For a long period after Masters and Johnson published their groundbreaking book, Human Sexual Response in 1966, the assumption has been that men and women share a similar pattern of sexual response. As a result, many women (among them many of my clients) wonder if their sexual responsiveness is not quite normal, perhaps problematic, or even pathological.
Masters and Johnson’s model of sexual responsiveness for both men and women was a linear one, composed of at least three distinct phases:
- Sexual desire: thoughts, fantasies, motivation to engage in sexual activity.
- Sexual arousal: physical changes alongside subjective appraisal of feeling aroused or “turned on.” Physical indicators include increased muscle tension, respiration rate, heart rate, blood pressure, and vasocongestion (i.e., engorgement of blood vessels producing penile erection and swollen testes in men, and swelling of the clitoris and vaginal lubrication in women).
- Sexual orgasm.
(In the 1960s, Helen Singer Kaplan, Ph.D. added a fourth phase to Masters and Johnson’s Sexual Response Cycle — the Resolution Phase. This phase refers to the physiological changes that are produced when sexual arousal subsides and one returns to their pre-sexual state. )
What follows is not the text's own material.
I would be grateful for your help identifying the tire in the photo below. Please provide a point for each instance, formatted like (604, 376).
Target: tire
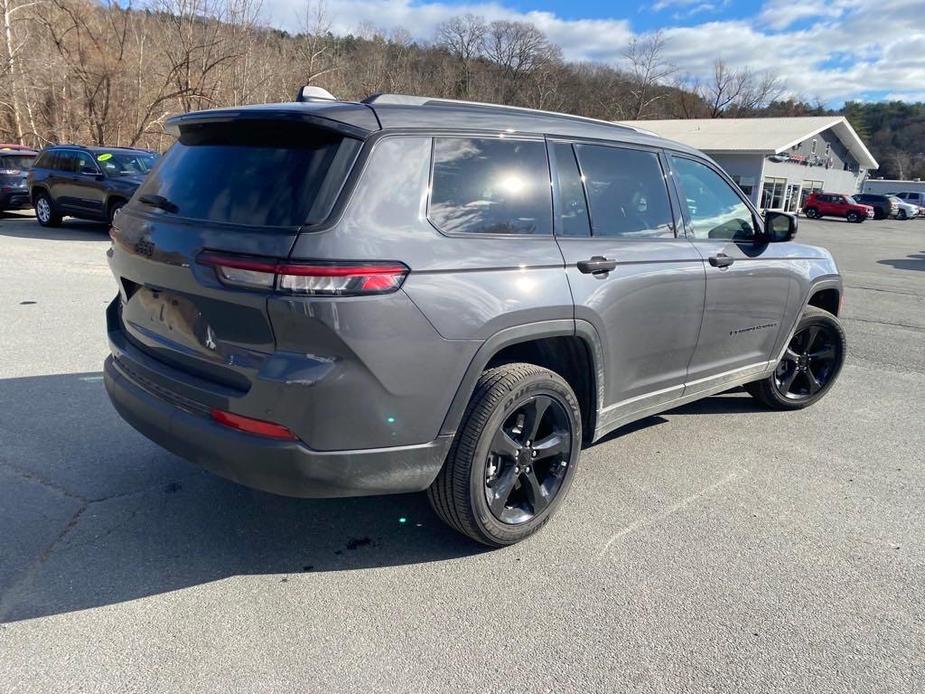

While Masters and Johnson’s work in the 1950s and 60s was noteworthy and trail-blazing in the study of human sexuality, more recent research has identified problems with their original model, particularly as regards the sexual response cycle of women. These studies have shown that many, if not most women, do not move progressively and sequentially through the phases as described.
Sex educator and researcher Beverly Whipple at Rutgers University, for example, suggested that women may not even experience all of the phases: they may move from sexual arousal to orgasm and satisfaction without experiencing sexual desire, or they can experience desire, arousal, and satisfaction but not orgasm.
More significantly, Rosemary Basson at the University of British Columbia (2005), determined that, unlike male sexual response which is more frequently spontaneous, much of female sexual desire is actually responsive rather than spontaneous. A woman may not necessarily experience any desire at first at all; rather, once approached and sexually stimulated by her partner, sexual desire emerges and motivates her to continue the activity. In many ways, Bassoon’s now widely-accepted model of female sexuality, is more circular than linear.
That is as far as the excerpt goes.